Elle m’avoua avec confusion qu’elle avait en effet pressé Léonce de conclure son mariage avec sa, fille ; mais elle m’affirma que jamais il ne m’aurait épousée, après l’éclat du duel de M. de Serbellane. Il était convaincu, me dit-elle, que tout le monde saurait un jour que j’avais réuni chez moi une femme avec son amant, à l’insu de son mari, et que la mort de M. d’Ervins en étant la suite, on ne me pardonnerait jamais. Le prétexte dont on voulait couvrir ce malheur, les opinions politiques, lui déplaisait presque autant que la vérité même. Enfin, madame de Vernon ajouta que Léonce avait reçu de sa mère la lettre la plus vive contre moi, et ne cessa de me répéter que ma destinée eût été très-malheureuse avec deux personnes qui auraient traité la plupart de mes qualités comme des défauts. Je repoussai ces consolations pénibles, et je ne lui trouvais pas le droit de me les donner. Je n’aimais pas davantage ces conseils répétés de fuir Léonce et d’aller passer quelque temps auprès de vous, jusqu’à ce qu’il partit, pour l’Espagne, comme c’était son dessein. Ces conseils étaient d’accord avec mes résolutions ; mais je n’avais pas rendu à madame de Vernon le pouvoir de me diriger, et c’était presque malgré moi que je me laissais captiver par sa grâce et sa douceur.

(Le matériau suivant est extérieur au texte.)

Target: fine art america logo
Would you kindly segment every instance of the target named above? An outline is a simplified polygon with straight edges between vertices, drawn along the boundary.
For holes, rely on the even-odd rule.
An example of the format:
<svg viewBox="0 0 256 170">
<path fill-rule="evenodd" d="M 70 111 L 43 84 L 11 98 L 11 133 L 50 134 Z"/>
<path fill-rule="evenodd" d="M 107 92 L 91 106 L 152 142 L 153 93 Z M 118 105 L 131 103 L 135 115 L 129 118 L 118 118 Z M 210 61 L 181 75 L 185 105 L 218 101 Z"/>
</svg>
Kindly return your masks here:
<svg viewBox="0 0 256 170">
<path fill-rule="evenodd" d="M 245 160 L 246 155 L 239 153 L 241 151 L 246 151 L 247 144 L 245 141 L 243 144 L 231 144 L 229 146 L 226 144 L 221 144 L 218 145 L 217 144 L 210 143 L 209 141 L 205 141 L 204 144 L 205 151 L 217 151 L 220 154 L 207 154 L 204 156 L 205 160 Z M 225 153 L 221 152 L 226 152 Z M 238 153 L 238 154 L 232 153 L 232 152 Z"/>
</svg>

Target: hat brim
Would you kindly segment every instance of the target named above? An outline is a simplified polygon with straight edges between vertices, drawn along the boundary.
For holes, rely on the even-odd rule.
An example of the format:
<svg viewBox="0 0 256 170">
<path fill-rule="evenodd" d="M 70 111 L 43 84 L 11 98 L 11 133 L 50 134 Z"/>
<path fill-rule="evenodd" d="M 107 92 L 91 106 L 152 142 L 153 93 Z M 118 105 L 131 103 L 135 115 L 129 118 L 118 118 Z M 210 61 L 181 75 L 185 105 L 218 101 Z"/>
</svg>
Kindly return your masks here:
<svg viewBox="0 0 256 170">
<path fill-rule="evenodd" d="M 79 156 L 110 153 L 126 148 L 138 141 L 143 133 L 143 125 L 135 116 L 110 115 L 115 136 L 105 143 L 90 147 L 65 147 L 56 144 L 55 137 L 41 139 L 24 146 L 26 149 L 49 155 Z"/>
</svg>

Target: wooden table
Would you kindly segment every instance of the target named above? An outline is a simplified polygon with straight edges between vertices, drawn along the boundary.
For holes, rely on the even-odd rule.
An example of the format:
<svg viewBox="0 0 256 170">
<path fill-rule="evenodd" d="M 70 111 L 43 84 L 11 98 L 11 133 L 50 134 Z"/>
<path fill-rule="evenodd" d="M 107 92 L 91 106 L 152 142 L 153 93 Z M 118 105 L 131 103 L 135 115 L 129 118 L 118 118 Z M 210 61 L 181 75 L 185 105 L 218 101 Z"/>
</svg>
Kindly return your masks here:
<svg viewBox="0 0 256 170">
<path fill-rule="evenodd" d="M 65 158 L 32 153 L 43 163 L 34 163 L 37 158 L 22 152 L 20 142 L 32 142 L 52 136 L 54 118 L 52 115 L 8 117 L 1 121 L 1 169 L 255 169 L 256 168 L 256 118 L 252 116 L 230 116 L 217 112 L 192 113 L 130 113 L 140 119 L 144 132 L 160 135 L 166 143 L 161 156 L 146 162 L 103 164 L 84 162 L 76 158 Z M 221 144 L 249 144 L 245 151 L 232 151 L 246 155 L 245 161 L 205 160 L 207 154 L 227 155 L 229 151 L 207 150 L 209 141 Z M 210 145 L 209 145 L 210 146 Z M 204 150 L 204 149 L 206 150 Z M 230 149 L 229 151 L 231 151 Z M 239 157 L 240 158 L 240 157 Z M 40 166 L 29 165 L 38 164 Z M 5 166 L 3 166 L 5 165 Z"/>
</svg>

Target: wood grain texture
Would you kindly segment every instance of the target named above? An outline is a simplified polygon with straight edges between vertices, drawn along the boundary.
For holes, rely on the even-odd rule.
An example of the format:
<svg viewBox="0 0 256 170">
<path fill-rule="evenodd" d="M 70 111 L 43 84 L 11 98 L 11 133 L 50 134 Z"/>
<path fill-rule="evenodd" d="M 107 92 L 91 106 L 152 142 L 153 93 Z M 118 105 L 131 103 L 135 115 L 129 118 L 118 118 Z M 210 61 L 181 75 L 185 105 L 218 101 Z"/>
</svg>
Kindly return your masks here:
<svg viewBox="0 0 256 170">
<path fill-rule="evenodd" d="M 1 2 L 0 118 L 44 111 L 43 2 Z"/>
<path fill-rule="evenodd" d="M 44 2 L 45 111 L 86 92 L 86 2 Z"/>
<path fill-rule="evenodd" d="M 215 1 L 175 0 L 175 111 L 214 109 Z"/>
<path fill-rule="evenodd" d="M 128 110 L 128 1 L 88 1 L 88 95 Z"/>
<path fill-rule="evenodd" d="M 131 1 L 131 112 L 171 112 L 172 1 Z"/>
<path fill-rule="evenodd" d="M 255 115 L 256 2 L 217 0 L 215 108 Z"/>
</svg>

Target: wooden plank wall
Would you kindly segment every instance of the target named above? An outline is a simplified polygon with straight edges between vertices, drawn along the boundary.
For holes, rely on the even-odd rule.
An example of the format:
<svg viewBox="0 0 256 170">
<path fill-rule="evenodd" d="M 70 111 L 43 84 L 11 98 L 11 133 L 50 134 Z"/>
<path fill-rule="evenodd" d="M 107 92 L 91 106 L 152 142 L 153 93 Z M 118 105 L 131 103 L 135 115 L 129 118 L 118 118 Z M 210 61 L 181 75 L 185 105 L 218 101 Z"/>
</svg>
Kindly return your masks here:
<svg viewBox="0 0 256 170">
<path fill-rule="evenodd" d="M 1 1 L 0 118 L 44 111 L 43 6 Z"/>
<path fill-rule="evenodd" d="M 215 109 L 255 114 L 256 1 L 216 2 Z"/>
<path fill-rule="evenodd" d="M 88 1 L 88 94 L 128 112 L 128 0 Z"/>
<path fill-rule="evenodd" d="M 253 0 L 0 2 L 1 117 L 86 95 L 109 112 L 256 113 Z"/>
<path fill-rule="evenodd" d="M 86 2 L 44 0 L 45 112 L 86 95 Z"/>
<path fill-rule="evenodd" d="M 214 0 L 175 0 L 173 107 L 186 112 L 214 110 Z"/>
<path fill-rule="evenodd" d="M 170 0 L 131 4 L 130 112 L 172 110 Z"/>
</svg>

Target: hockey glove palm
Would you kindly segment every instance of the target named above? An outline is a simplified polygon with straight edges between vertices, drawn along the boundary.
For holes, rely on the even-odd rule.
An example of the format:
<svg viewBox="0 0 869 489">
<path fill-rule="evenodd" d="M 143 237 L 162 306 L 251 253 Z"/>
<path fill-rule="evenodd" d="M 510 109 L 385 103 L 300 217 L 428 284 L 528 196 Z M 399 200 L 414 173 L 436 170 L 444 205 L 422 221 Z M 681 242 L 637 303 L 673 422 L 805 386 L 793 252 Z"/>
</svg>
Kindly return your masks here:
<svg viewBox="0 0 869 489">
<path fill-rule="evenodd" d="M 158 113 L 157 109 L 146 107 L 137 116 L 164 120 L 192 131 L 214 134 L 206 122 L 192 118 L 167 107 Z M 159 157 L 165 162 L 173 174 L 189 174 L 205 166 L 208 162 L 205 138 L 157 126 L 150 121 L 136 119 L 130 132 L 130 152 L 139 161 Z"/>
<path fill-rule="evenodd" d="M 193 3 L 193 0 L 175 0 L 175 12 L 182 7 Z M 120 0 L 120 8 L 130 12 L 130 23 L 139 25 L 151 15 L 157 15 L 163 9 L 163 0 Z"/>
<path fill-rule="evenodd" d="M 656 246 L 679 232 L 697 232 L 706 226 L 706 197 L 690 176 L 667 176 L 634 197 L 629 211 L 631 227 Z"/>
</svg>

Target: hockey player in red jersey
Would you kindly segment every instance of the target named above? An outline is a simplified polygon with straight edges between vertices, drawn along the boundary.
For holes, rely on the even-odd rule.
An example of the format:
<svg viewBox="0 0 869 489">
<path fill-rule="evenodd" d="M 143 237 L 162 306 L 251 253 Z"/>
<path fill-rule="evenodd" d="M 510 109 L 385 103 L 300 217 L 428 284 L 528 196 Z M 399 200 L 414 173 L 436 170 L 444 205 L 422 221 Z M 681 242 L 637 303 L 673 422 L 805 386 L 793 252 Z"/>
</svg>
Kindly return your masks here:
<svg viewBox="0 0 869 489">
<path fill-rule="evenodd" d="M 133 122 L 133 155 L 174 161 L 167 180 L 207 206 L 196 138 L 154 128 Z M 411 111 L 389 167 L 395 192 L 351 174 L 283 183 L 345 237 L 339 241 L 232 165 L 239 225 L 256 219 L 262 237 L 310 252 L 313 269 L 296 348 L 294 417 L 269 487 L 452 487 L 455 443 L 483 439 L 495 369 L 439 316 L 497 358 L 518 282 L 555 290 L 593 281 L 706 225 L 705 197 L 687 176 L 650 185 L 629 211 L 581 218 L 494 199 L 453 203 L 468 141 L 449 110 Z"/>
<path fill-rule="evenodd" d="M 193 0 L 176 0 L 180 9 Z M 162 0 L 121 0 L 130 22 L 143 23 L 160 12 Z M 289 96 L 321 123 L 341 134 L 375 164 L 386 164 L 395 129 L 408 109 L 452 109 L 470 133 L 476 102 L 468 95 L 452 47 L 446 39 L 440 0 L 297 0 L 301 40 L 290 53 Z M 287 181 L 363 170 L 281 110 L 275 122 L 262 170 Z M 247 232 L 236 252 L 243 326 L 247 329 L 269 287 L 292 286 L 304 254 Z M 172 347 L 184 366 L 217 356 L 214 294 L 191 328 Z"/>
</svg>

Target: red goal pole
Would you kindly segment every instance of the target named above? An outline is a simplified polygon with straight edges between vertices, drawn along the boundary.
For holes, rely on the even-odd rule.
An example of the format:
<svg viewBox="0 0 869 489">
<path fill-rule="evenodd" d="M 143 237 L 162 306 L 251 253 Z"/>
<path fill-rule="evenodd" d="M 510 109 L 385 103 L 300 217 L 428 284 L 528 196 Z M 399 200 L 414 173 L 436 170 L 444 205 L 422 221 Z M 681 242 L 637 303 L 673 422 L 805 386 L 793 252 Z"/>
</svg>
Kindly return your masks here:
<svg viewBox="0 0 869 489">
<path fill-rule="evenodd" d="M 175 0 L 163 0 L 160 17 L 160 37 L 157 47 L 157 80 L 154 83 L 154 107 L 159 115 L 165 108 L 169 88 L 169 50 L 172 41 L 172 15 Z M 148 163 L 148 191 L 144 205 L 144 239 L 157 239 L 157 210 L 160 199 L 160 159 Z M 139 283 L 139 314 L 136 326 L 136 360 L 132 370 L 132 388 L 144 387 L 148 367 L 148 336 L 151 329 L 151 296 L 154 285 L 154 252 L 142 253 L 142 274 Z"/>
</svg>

Dans le cours de cette conversation, je lui demandai une fois si Léonce n’avait pas imaginé que je m’intéressais trop vivement à M. de Serbellane ; mais elle repoussa bien facilement cette supposition, qui m’aurait été plus douce. En effet, la jalousie que M. de Serbellane avait un moment inspirée à Léonce n’était-elle pas tout à fait détruite par la confidence même du secret de madame d’Ervins ? Non, Louise, il ne reste aucune pensée sur laquelle mon cœur puisse se reposer.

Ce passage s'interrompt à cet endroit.